Ao sancionar hoje a lei que garantirá o pagamento de R$ 40 bilhões aos trabalhadores pelas perdas provocadas no Fundo de Garantia do Tempo de Serviço (FTGS), o presidente Fernando Henrique Cardoso relembrou seu passado de luta em favor da classe operária. "Ter sancionado esta lei reconforta-me, não porque me faça encontrar com o meu passado, porque nunca me distanciei dele, mas porque mostra ao País que não me distanciei dele", disse o presidente, que afirmou que quem combate, verdadeiramente, a corrupção no Brasil, é o governo dele.Segundo Fernando Henrique, a conta do rombo provocado por planos econômicos de governo passados será paga "com muita satisfação" pelo governo dele porque há um compromisso com o trabalhador. "Nas greves famosas de São Bernardo (do Campo, no Grande ABC), que o ´Alemão´ lá estava, o Lula estava, eu também estava", destacou, referindo-se aos presidentes da Social Democracia Sindical (SDS), Enilson Simões, e de honra do PT, Luiz Inácio Lula da Silva. "Se a história de São Bernardo for feita sem espírito stalinista, ou seja, sem tirar da fotografia os que hoje são contra certos setores, nós dois vamos aparecer lá", ironizou.Fernando Henrique tentou justificar o desconto no benefício para trabalhadores com direito a receber mais de R$ 2 mil, criticado pela Central Única dos Trabalhadores (CUT) e pelos partidos de oposição. Ele afirmou que era preciso dividir a responsabilidade por erros do passado porque o débito era gigantesco e que, sem inflação, não é possível o governo "fingir" que produz dinheiro.

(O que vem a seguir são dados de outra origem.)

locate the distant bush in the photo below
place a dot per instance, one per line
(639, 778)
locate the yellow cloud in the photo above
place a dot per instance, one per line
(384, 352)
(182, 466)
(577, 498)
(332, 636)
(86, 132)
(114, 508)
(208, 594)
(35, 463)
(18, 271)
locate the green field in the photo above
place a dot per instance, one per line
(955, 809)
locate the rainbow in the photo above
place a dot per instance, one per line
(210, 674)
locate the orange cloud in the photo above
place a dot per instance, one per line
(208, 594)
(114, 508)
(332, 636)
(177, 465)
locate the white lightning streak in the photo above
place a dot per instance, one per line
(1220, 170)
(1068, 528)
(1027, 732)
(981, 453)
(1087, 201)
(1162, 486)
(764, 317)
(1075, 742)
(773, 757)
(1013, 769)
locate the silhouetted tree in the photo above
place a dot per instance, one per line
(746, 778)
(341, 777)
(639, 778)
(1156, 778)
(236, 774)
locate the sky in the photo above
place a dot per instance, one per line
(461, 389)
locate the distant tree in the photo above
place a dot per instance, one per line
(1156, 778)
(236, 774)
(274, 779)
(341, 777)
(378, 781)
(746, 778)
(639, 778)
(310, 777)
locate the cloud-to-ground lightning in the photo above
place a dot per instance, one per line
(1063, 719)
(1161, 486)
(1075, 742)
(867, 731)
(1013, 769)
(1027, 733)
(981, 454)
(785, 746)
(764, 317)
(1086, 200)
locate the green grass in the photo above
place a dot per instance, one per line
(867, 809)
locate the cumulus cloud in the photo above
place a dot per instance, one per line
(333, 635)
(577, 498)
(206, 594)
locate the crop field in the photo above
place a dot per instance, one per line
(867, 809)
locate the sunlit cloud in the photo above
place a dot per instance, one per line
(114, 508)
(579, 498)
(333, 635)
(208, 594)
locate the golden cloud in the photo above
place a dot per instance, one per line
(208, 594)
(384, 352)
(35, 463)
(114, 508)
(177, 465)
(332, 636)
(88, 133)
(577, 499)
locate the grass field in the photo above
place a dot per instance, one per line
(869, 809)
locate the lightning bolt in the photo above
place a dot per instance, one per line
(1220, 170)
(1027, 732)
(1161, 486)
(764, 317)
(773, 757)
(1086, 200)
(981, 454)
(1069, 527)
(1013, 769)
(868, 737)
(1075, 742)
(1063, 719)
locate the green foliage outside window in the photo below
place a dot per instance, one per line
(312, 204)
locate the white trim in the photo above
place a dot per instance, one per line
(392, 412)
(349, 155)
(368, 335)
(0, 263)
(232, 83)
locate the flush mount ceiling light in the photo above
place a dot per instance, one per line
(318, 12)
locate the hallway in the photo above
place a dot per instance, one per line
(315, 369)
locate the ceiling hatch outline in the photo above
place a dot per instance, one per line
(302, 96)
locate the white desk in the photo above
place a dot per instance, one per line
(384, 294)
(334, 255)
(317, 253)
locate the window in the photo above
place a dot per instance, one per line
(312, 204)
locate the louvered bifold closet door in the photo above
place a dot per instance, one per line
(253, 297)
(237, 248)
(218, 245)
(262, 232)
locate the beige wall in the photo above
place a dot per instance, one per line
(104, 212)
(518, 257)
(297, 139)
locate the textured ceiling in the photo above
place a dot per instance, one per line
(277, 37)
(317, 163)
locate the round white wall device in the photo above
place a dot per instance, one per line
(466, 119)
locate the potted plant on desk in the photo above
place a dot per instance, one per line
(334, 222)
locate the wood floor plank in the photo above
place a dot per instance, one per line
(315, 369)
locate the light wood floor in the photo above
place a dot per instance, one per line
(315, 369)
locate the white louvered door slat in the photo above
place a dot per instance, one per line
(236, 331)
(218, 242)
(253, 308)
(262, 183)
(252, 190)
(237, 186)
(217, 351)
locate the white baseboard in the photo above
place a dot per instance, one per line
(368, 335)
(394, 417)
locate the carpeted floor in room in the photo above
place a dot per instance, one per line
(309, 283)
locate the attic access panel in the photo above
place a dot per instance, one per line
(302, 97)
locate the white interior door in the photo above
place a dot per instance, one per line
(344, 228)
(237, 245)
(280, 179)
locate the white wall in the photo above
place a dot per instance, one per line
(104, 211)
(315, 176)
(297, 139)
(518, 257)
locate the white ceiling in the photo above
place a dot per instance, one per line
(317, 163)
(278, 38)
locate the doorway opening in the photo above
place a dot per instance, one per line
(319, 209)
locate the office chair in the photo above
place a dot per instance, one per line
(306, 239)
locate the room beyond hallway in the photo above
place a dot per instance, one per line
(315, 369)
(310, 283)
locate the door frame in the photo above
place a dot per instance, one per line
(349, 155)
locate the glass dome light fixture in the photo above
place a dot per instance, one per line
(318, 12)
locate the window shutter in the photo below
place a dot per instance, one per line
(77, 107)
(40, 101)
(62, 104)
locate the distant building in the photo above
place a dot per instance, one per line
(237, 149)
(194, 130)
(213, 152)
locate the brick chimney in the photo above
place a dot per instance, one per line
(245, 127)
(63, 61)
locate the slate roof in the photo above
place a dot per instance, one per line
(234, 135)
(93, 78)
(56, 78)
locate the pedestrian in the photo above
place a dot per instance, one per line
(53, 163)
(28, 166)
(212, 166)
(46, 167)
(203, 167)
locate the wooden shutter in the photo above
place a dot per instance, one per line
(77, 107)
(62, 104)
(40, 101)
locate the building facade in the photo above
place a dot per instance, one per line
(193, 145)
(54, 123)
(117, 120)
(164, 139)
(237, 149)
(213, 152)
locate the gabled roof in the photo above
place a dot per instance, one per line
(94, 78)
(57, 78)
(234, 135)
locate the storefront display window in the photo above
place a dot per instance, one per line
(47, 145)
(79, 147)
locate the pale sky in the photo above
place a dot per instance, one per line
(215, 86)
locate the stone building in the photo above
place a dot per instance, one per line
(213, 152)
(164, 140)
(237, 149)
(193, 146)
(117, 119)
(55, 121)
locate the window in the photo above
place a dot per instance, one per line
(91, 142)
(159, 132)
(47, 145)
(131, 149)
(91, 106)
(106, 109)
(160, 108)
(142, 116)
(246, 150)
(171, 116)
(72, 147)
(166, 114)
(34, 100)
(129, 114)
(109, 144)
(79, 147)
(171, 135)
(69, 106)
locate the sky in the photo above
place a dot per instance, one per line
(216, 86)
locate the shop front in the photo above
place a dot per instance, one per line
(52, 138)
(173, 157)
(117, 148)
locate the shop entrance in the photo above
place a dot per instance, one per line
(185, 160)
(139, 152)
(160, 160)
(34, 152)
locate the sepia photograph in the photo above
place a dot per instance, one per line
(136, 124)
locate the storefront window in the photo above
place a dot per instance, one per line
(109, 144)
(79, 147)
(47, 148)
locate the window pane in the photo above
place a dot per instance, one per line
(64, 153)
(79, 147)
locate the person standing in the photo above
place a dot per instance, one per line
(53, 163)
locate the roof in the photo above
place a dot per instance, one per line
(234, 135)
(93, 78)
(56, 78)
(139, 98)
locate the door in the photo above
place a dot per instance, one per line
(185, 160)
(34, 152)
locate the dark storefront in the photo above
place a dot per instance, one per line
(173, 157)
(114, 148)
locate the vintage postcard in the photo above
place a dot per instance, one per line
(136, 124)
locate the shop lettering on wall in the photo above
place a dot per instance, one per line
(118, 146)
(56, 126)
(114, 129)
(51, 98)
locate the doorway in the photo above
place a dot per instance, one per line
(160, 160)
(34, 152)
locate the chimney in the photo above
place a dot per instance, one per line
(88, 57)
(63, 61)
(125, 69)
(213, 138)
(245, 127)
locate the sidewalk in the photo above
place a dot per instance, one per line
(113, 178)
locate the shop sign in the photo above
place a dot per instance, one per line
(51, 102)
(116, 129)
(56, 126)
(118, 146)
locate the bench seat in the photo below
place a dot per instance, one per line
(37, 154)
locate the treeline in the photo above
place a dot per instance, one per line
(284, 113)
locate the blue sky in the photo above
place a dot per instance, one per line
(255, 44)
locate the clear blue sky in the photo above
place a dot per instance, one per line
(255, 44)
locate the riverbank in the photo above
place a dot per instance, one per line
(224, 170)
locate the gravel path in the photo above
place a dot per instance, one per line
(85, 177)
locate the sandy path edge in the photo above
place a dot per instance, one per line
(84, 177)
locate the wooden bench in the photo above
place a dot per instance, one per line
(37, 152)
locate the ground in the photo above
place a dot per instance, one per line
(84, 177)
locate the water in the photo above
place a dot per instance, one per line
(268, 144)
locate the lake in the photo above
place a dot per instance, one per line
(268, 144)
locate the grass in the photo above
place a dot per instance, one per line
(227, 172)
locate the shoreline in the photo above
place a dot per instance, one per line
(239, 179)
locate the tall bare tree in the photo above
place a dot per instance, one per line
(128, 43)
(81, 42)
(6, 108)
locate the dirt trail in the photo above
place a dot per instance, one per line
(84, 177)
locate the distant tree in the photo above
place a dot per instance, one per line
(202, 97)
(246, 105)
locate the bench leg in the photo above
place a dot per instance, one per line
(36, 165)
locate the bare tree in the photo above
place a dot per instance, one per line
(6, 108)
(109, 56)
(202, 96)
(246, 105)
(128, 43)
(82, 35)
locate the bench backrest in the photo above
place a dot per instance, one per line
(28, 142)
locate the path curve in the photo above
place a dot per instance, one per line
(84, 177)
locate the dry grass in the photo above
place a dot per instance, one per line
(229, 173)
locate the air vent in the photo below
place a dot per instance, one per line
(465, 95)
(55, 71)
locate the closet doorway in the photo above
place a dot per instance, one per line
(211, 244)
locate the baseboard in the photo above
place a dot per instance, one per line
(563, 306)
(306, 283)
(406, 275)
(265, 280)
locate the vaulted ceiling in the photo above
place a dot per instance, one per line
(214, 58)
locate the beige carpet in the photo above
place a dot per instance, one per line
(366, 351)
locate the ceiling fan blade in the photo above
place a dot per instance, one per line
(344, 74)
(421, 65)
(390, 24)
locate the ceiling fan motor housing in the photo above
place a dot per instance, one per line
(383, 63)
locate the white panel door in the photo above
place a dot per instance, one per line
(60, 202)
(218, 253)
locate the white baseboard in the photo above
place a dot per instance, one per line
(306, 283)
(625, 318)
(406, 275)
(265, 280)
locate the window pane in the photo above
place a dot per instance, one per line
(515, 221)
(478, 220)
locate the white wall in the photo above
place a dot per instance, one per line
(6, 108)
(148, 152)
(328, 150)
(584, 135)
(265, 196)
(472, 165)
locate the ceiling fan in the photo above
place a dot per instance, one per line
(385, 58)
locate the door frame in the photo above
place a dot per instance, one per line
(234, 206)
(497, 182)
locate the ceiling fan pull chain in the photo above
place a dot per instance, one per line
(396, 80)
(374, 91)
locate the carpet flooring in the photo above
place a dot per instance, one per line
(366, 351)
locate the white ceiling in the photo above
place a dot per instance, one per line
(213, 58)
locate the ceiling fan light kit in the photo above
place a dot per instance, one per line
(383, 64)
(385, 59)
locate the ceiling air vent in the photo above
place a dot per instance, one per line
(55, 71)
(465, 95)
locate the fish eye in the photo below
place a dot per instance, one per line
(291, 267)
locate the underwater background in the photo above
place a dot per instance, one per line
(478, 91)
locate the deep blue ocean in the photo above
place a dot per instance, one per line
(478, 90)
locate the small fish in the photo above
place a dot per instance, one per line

Os trabalhadores das três centrais que concordaram com o desconto presentes na solenidade aplaudiram o presidente.Depois de ouvir a crítica feita pelo presidente da Força Sindical, Paulo Pereira da Silva, o Paulinho, de que a sanção merecia comemoração porque "não é sempre que Brasília dá dinheiro para pobre", Fernando Henrique rebateu: "Brasília, às vezes, é dura para dar o dinheiro porque o dinheiro não é de Brasília, é do povo." De acordo com o presidente, para poder atender aos pedidos da população, o governo precisa ser cauteloso, "dizer o sim baseado no equilíbrio das contas públicas para não prejudicar a população".